I have done this before, I was homeless with no cell phone, no computer, no nothing, other than the clothes on my back and sometimes, naked and unafraid. Nothing about me would change to answer your questions, I am excellent at handling this situation because it has been my situation most of my life. I have even lived off the grid in the desert for a month.
Meh. That sounds really self-important. Answer the damn question..
I would go back to doing everything I do online without the internet, I used to talk to the person I talk to on here, my split personality, outside on the street in public, and write him letters. This is helpful to me and replaces therapy and prescription drugs because I am schizophrenic and none of them have worked for me.
You tried like one.
I tried a couple and they just made me numb, I can do that with other less legal substances and I don’t want to anymore.

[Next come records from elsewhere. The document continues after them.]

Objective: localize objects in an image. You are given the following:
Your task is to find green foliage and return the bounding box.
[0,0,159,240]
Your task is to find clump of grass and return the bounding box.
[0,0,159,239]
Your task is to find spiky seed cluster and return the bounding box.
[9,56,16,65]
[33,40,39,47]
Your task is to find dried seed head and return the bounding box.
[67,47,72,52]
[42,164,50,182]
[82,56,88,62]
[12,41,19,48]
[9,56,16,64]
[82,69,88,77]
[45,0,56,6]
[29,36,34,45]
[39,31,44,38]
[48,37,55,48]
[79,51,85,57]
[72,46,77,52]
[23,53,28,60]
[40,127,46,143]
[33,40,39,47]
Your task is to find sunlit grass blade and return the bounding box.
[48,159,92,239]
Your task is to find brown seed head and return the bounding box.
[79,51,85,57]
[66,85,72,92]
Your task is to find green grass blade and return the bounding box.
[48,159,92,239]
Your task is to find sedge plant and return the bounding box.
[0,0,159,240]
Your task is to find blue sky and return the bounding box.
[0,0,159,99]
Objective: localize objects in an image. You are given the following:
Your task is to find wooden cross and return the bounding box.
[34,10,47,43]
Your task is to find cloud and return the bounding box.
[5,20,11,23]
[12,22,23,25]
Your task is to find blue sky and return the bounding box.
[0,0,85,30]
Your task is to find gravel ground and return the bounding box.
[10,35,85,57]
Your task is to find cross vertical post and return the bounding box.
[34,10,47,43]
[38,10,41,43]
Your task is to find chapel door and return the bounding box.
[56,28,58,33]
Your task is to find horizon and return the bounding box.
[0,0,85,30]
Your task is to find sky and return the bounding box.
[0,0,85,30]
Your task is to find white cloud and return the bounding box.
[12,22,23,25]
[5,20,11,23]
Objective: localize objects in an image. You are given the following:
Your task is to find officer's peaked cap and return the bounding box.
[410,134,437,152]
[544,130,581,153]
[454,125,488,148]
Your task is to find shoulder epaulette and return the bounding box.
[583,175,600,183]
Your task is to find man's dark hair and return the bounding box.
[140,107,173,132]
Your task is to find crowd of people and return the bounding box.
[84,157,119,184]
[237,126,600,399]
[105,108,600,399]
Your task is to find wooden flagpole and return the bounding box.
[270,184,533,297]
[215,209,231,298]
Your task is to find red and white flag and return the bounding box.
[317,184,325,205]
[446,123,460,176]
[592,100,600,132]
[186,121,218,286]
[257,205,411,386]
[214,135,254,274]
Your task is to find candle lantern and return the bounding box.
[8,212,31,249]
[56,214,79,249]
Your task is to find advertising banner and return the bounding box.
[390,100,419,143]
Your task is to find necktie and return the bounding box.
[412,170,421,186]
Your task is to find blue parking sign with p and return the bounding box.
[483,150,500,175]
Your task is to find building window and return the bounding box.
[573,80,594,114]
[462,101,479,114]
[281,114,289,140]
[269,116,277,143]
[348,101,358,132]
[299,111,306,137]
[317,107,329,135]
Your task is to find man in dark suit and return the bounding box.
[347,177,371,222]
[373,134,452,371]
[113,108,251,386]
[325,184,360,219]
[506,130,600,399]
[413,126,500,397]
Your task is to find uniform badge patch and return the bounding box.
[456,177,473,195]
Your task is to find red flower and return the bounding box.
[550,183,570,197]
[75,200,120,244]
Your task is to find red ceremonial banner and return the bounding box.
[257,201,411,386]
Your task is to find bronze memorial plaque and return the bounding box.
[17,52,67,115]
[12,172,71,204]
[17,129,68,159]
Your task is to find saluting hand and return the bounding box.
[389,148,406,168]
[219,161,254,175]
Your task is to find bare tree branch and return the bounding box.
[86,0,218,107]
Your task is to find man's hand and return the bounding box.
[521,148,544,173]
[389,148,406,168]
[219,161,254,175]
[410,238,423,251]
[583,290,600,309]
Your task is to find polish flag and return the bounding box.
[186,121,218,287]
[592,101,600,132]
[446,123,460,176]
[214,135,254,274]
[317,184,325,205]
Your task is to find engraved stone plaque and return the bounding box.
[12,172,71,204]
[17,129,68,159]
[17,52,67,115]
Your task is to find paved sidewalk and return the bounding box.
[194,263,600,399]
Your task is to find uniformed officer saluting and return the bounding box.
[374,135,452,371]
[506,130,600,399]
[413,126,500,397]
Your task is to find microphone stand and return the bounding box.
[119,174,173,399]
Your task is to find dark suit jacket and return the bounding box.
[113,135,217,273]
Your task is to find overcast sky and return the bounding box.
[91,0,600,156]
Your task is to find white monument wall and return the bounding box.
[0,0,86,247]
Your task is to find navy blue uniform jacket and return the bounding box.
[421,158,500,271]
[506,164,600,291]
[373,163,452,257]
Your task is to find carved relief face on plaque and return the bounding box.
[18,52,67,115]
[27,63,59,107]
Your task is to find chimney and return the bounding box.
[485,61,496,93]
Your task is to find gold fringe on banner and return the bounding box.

The lack of connectivity was always a good thing for me, because it makes me looking for the man, or a metaphor for drug seeking harder. It gave me the mental space to be like
“Do I really want this?”
I would miss the internet, but I would replace that with talking to the other people like me outside, and talking to animals. I used to and still do that, but I used to talk to all varieties of animals, squirrels, birds, lizards etc… and yes they would answer back… with feeling… not shouting voices like the movies.
I am going to be working on what you are talking anyway, without the shut off having to happen. I want to take positive steps towards a more fulfilling life.
Liar, you love the internet.
I do, but mostly to write, which I prefer a typewriter for anyway.
I would open my own stand on the side of the road in this imaginary situation and sell things I made… instead of holding my spare change sign and conning people out of money by lying about why I am holding it. I am trying to do it right this time.
Thank you for this prompt by the way if you are reading this.
This link explains in more detail the meaning of the name Diane, and you can feel free to check it out and draw your own conclusions, I am not sure what I think yet. I don’t the narrator is either. This is written in inspired stream of consciousness if you can’t tell yet. I get information as she does, and vice versa. I wonder if I am writing her story in a universe where she is the main character on my blog.